Fletcher, did you notice this also? Do you or Sam have any idea what
change might have triggered it or how long ago this started?
Paul
On Fri, Aug 7, 2015 at 12:08 PM, Fletcher Foti [email protected]
wrote:
I'd also want to know if it's actually sampling alternatives correctly,
and the memory use could be a clue to that. It might be worth a test with a
really simple model, with only a few alternatives, with only a few
"choosers."—
Reply to this email directly or view it on GitHub
#65 (comment)
.
from bayarea_urbansim.
Usually something more like 100 would be used. Results don't change very
much with larger sample sizes.
On Fri, Aug 7, 2015 at 12:48 PM, Fletcher Foti [email protected]
wrote:
Yeah I noticed that and tried it with more like 1500 and it was still slow.
—
Reply to this email directly or view it on GitHub
#65 (comment)
.
from bayarea_urbansim.
I haven't estimated the HLCM in a while, but I tried it out and and it never finished estimating, so there seems to be a problem. Matt changed a few things in the HLCM a few months ago which is the only thing I can think of.
from bayarea_urbansim.
This 15,000 or 1,500 is the sample size of choosers not the sample size of alternatives. Right now the choosers are the actual households in the synthesized population so need to be sampled.
from bayarea_urbansim.
Thanks for looking into this. The codebase is the current synthicity bayarea_urbansim master. The timeframe would be since the last time the "hlcm_estimate" model was run in the copy of Estimation.ipynb that's in the repo. That actually looks like October 2014 -- the notebook file was changed in March 2015, but that cell wasn't updated.
from bayarea_urbansim.
I ran a test in sanfran_urbansim so I could profile the hlcm estimation. It has slowed down too, though it completes in 4-5 minutes with 3000 choosers x 4 segments. There the slowness is in the sampling of alternatives in mnl_interaction_dataset
(see this changeset: UDST/urbansim@d17a5ce). np.random.choice
is slow and calling it many times adds up. I don't know if that's the exact same thing causing bayarea_urbansim to be so slow, but it's definitely contributing. (It'll be called (estimation_sample_size * number of segments) times at 0.02218 seconds per call on my laptop.)
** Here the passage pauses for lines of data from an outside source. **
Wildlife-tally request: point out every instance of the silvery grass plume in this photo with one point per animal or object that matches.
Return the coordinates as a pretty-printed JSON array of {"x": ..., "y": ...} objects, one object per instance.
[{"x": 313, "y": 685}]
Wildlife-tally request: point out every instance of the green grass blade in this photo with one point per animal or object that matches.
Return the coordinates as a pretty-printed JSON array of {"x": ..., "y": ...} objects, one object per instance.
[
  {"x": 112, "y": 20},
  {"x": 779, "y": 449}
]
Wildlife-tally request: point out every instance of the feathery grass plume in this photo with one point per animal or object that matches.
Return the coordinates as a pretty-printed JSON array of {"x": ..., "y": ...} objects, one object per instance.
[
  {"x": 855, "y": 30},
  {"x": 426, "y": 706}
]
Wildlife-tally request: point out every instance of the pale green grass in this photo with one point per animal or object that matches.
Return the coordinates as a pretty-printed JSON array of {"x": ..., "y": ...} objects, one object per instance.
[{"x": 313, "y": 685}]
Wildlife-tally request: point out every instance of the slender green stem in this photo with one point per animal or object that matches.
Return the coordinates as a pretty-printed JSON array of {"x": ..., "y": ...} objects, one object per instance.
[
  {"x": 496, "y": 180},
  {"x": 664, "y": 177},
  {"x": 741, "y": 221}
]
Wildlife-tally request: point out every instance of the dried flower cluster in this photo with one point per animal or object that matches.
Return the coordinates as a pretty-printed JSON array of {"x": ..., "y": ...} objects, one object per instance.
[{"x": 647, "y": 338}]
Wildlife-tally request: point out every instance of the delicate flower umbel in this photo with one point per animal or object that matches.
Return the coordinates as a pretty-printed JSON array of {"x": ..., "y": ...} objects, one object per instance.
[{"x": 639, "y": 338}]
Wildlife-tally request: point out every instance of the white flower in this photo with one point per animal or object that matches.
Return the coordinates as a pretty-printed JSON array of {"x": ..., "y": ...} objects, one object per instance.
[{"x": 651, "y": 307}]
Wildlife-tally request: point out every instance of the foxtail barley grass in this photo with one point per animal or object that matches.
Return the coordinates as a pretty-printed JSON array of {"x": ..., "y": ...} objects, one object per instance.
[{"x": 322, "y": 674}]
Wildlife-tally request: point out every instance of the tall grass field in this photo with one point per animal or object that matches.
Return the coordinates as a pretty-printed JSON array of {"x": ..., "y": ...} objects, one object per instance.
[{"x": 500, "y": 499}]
But if that's the only problem I'd expect it to have finished in a few minutes when @fscottfoti tried setting estimation_sample_size
to 1500 and in around 30 minutes with 15000.
from bayarea_urbansim.
It's possible I didn't wait long enough - I probably stopped at about 3 minutes. We should probably provide feedback to the user, like printing the log liklihood at each iteration or something. And if the sampling takes a long time, maybe some feedback during that as well.
from bayarea_urbansim.
But this same estimation used to take far less time to converge, right? If
it is now taking 3 hours to estimate a reasonable sized model, no-one will
use it to experiment, and that leads to poorly specified models. Hopefully
we can track down the origin of the slowdown and get back to fast
performance for this.
On Fri, Aug 7, 2015 at 5:31 PM, Fletcher Foti [email protected]
wrote:
It's possible I didn't wait long enough - I probably stopped at about 3
minutes. We should probably provide feedback to the user, like printing the
log liklihood at each iteration or something. And if the sampling takes a
long time, maybe some feedback during that as well.—
Reply to this email directly or view it on GitHub
#65 (comment)
.
from bayarea_urbansim.
Well I think LCMs were wrong before UDST/urbansim@d17a5ce, but maybe it was acceptably wrong? I will brainstorm ways to make that faster but nothing comes immediately to mind.
from bayarea_urbansim.
Interesting. Yeah, printing some feedback would be a helpful stop-gap.
Last night I left the estimation running -- as it's currently specified in bayarea_urbansim master, with 15,000 choosers and 100 alternatives -- and it finished after about 5 hours. Screenshot attached.
from bayarea_urbansim.
Do we know if this change was what caused estimation times to change a lot?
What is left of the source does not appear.